Une avancée discrète mais significative pour la santé publique. La lutte contre le retard de croissance chez les enfants a connu une évolution notable au cours de la dernière décennie. La prévalence nationale de ce fléau est tombée à 37 % en 2025, contre 42 % en 2018, selon un communiqué de presse de la Banque mondiale sur l’accord d’un financement additionnel destiné à renforcer le programme phare de nutrition à Madagascar. Les régions appuyées par le Programme d’amélioration des résultats nutritionnels (PARN), financé par la Banque mondiale, ont même connu des baisses allant jusqu’à 19 %.
Ce programme vise à réduire le retard de croissance chez les enfants de moins de 2 ans, en renforçant la santé et la nutrition des mères et de leurs nourrissons. Il s’appuie sur un suivi régulier de la croissance des enfants (poids et taille), et sur un accompagnement des parents à travers des conseils nutritionnels pratiques.
Le Groupe de la Banque mondiale approuve un financement additionnel de 90 millions de dollars pour renforcer les efforts visant à réduire le retard de croissance chez les enfants et à améliorer la santé de millions d’enfants et de familles vulnérables à travers le pays.

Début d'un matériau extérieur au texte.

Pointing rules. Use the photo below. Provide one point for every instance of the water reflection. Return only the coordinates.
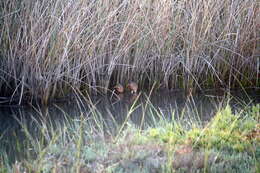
(112, 111)
(115, 109)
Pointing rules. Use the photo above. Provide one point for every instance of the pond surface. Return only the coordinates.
(145, 106)
(114, 110)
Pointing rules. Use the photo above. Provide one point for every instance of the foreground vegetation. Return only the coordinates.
(229, 142)
(50, 48)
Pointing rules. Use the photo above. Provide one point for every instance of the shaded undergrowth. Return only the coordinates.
(50, 48)
(229, 142)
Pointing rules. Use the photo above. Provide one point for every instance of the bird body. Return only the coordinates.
(133, 87)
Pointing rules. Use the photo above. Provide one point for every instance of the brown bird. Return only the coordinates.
(119, 88)
(133, 87)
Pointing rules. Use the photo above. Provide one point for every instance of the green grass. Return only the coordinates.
(50, 48)
(229, 142)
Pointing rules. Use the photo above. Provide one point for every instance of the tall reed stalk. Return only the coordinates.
(49, 47)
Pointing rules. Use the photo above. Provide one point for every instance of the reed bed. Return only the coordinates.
(50, 48)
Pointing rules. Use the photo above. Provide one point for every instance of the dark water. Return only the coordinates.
(114, 110)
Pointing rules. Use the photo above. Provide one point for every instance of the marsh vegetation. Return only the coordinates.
(83, 52)
(228, 142)
(50, 48)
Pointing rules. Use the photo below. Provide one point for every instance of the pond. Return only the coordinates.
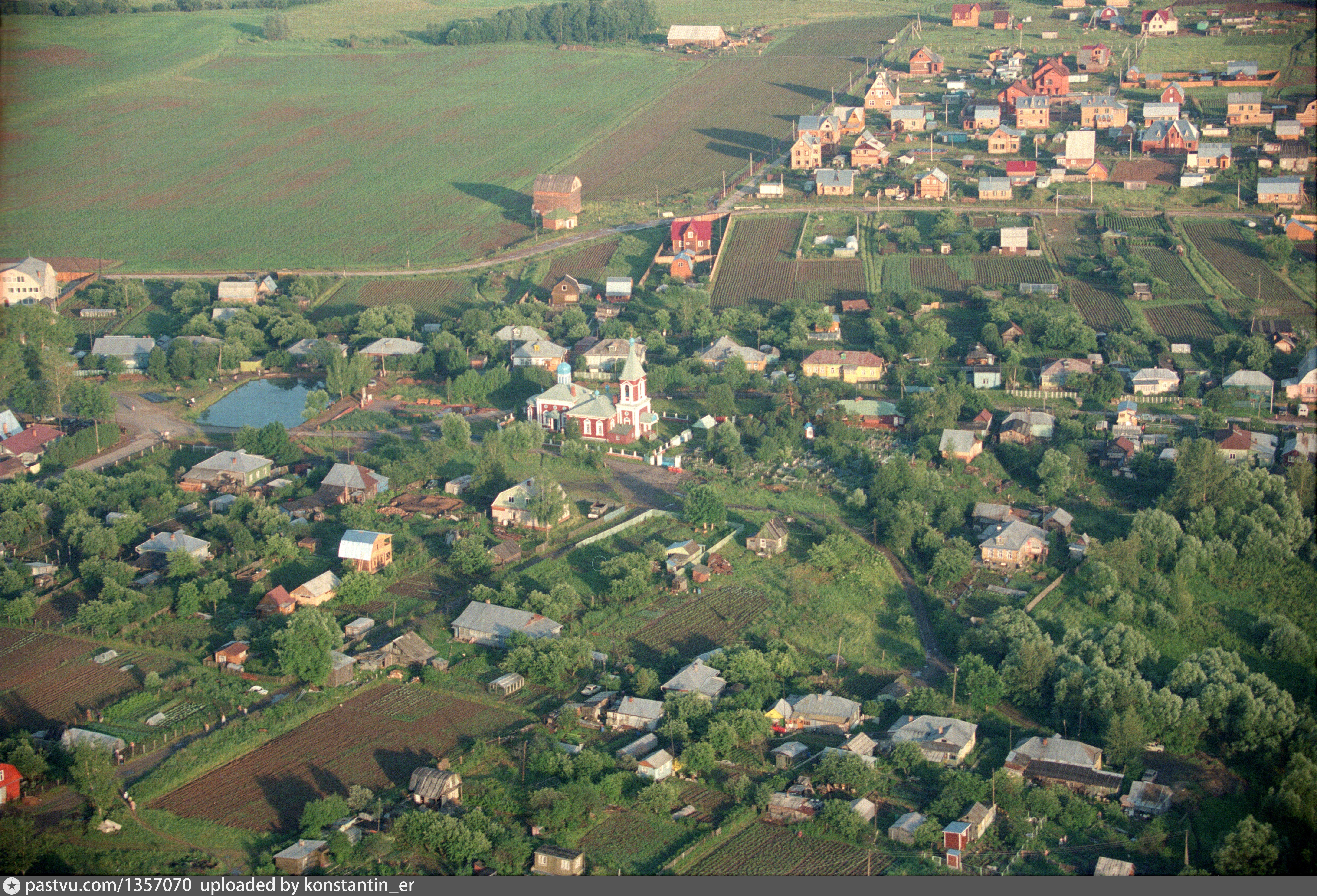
(280, 400)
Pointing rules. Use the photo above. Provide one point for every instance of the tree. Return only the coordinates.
(303, 646)
(1250, 849)
(95, 778)
(704, 506)
(277, 27)
(458, 431)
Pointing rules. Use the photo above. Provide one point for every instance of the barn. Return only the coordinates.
(555, 192)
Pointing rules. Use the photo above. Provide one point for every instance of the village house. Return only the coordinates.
(1012, 546)
(1103, 112)
(435, 787)
(302, 856)
(995, 189)
(1069, 763)
(883, 94)
(610, 355)
(134, 351)
(635, 713)
(566, 292)
(1178, 136)
(160, 546)
(596, 414)
(941, 740)
(1095, 57)
(908, 118)
(925, 62)
(724, 350)
(1154, 112)
(514, 506)
(1054, 375)
(806, 153)
(825, 712)
(558, 861)
(705, 36)
(934, 185)
(317, 591)
(1246, 107)
(492, 625)
(1286, 193)
(1154, 381)
(965, 15)
(554, 192)
(31, 282)
(541, 354)
(368, 551)
(1160, 23)
(980, 118)
(829, 182)
(1033, 112)
(232, 654)
(770, 541)
(1052, 78)
(697, 679)
(847, 367)
(868, 152)
(277, 601)
(1004, 140)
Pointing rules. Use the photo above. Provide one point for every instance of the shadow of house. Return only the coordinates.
(517, 206)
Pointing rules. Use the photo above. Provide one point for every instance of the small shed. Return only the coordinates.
(508, 684)
(302, 856)
(559, 861)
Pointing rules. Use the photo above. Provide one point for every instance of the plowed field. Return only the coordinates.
(376, 740)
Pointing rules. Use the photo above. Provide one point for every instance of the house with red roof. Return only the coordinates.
(692, 236)
(32, 443)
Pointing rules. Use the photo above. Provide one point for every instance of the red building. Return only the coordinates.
(10, 778)
(692, 236)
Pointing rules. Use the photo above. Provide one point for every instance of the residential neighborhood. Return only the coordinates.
(832, 443)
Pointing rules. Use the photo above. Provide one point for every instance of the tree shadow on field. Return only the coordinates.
(289, 795)
(517, 206)
(805, 90)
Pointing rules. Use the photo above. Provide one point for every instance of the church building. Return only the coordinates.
(597, 416)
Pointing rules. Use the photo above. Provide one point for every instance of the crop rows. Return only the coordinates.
(1000, 269)
(1232, 256)
(937, 275)
(1167, 267)
(763, 849)
(1101, 310)
(584, 264)
(64, 695)
(1130, 225)
(1183, 322)
(702, 624)
(27, 655)
(267, 788)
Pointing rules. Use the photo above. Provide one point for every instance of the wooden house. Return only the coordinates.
(367, 551)
(965, 15)
(1160, 23)
(770, 541)
(302, 856)
(566, 292)
(554, 192)
(1004, 140)
(926, 62)
(883, 93)
(934, 185)
(558, 861)
(1033, 112)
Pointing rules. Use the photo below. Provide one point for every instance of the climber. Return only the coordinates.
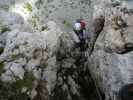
(80, 30)
(126, 92)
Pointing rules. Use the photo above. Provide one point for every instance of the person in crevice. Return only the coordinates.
(126, 92)
(80, 31)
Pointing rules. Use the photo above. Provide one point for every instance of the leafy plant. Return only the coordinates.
(28, 7)
(1, 67)
(5, 29)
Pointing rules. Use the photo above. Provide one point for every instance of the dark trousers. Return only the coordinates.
(82, 43)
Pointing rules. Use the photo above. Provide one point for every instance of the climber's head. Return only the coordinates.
(79, 25)
(126, 92)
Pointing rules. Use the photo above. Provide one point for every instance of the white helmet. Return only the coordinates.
(77, 26)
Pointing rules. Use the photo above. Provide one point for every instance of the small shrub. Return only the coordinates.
(5, 29)
(1, 67)
(28, 7)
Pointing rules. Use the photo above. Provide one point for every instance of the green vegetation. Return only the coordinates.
(1, 67)
(1, 50)
(4, 29)
(14, 56)
(9, 92)
(28, 7)
(34, 20)
(5, 7)
(44, 28)
(27, 81)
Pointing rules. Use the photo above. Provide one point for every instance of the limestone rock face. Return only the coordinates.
(28, 63)
(111, 60)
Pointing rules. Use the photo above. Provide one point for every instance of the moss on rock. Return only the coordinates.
(27, 81)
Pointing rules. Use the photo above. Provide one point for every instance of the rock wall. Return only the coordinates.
(111, 59)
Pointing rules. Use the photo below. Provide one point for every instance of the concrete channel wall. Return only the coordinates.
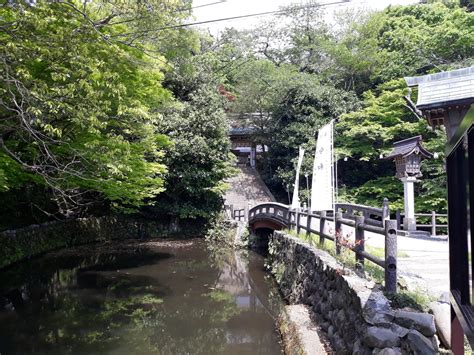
(355, 315)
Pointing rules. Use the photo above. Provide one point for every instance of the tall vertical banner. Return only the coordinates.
(295, 202)
(322, 189)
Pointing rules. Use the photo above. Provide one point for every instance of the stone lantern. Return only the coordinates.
(408, 155)
(447, 98)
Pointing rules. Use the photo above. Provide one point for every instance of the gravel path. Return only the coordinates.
(423, 262)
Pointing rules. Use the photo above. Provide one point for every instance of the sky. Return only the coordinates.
(228, 8)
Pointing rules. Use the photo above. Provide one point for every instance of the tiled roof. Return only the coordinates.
(407, 146)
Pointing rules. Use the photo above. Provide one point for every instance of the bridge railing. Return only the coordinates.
(356, 220)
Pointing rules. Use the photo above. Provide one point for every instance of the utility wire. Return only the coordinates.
(241, 16)
(248, 15)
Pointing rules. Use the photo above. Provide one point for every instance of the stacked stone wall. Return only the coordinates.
(354, 313)
(24, 243)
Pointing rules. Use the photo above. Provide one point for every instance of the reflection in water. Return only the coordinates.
(139, 298)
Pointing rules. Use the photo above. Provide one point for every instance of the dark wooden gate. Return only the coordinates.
(460, 170)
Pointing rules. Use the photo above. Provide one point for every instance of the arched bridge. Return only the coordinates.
(270, 215)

Le financement se compose de 80 millions de dollars de l’Association internationale de développement (IDA) et d’une subvention de 10 millions de dollars du Mécanisme de financement mondial pour les femmes, les enfants et les adolescents (GFF). Il s’inscrit dans le cadre du PARN, une initiative sur dix ans lancée en 2017, qui vise à réduire de 30 % le retard de croissance chez les enfants et à atteindre 600 000 enfants d’ici 2028.
Ce soutien permettra d’élargir l’accès à des services essentiels de santé et de nutrition, couvrant la santé reproductive ainsi que la santé maternelle, néonatale, infantile et adolescente, au bénéfice de plus de 5 millions de personnes dans les régions les plus vulnérables de Madagascar.